[Zope-DB] Question: detecting aborted transactions
jelle
jellej at pacbell.net
Tue Mar 16 14:55:25 EST 2004
Hello Chris,
My workflow-type app does 3-20 sql statments per web page. Normally, under
low load situations, a transaction begins with the first sql statement and
commits upon completion of the thread. Under high load, Postgresql
occasionally aborts a statement with the message "could not serialize
access due to concurrent update" which causes the Zope mechanism to
silently rollback the transaction. The very next sql statement within the
same Zope thread starts a new transaction resulting in an funky data.

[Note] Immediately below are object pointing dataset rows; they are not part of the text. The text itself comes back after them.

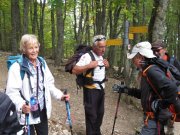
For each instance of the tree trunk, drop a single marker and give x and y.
(14, 12)
(53, 32)
(35, 16)
(60, 32)
(25, 18)
(157, 23)
(41, 28)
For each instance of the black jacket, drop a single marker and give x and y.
(166, 87)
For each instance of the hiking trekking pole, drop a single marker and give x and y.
(68, 113)
(117, 87)
(27, 121)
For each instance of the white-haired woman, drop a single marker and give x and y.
(36, 86)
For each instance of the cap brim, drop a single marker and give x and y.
(131, 55)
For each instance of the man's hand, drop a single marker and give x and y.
(106, 63)
(65, 97)
(26, 108)
(92, 64)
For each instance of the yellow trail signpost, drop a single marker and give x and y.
(132, 30)
(138, 29)
(111, 42)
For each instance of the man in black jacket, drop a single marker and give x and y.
(157, 92)
(159, 49)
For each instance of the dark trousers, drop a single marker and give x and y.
(94, 110)
(152, 128)
(41, 128)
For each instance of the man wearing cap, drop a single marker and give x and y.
(154, 108)
(94, 93)
(159, 49)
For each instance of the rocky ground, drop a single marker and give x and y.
(129, 116)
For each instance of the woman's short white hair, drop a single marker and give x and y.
(98, 38)
(26, 40)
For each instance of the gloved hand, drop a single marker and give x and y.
(155, 105)
(120, 88)
(177, 106)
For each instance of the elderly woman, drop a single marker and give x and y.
(36, 87)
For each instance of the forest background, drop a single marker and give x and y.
(61, 25)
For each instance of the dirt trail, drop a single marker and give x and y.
(129, 118)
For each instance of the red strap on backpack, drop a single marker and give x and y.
(176, 117)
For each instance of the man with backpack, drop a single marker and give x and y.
(30, 85)
(159, 49)
(9, 124)
(93, 88)
(157, 92)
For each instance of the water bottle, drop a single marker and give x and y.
(34, 107)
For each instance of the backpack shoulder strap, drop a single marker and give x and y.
(93, 59)
(171, 60)
(149, 81)
(42, 61)
(92, 56)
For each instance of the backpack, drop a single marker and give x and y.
(172, 73)
(81, 79)
(19, 59)
(9, 123)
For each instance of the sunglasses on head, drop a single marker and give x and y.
(100, 39)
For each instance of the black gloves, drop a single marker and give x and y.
(156, 105)
(177, 106)
(120, 88)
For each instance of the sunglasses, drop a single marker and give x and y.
(100, 39)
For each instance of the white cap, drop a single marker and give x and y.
(144, 48)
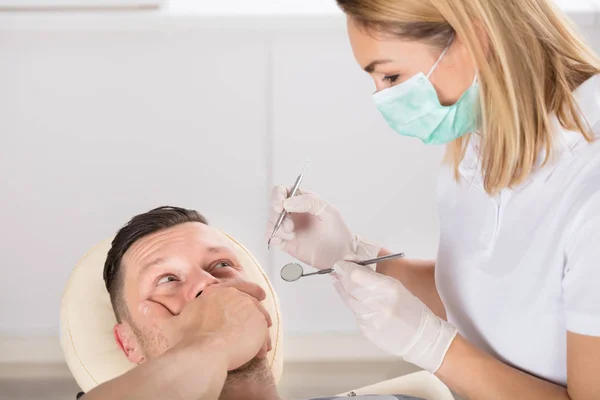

Perhaps I can solve the problem by (1) committing after each
statement, and (2) detecting rollbacks and resending the offending sql
statement after a short delay.
The questions: is that possible within ZSQL and if so how?
Thanks,
Jelle
On Tue, 16 Mar 2004, Chris Withers wrote:
> jelle wrote:
>
> > I'm using python 2.1.3 -> Zope 2.6.3 -> zope python script -> ZSQL ->
> > Zpsycopg DA 1.1.11 -> postgresql 7.4.1
> >
> > The zope python scripts have try-except blocks for each ZSQL call.
>
> unless you're cathcing specific exceptions, you don't want to be doing that...
>
> > Unfortunately an aborted transaction is not caught in the except block.
>
> Why should it be?
>
> > The question is how do I detect or determine a transactions aborted
> > from within a zope python script?
>
> Why do you want to?
>
> > My problem stems from denial of serialized access because of concurrent
> > updates.
>
> ...and in english?
>
> Chris
>
>
--
We live in the era of asymptotic prophecy: The truth, which
we'll never arrive at, would make us something like free.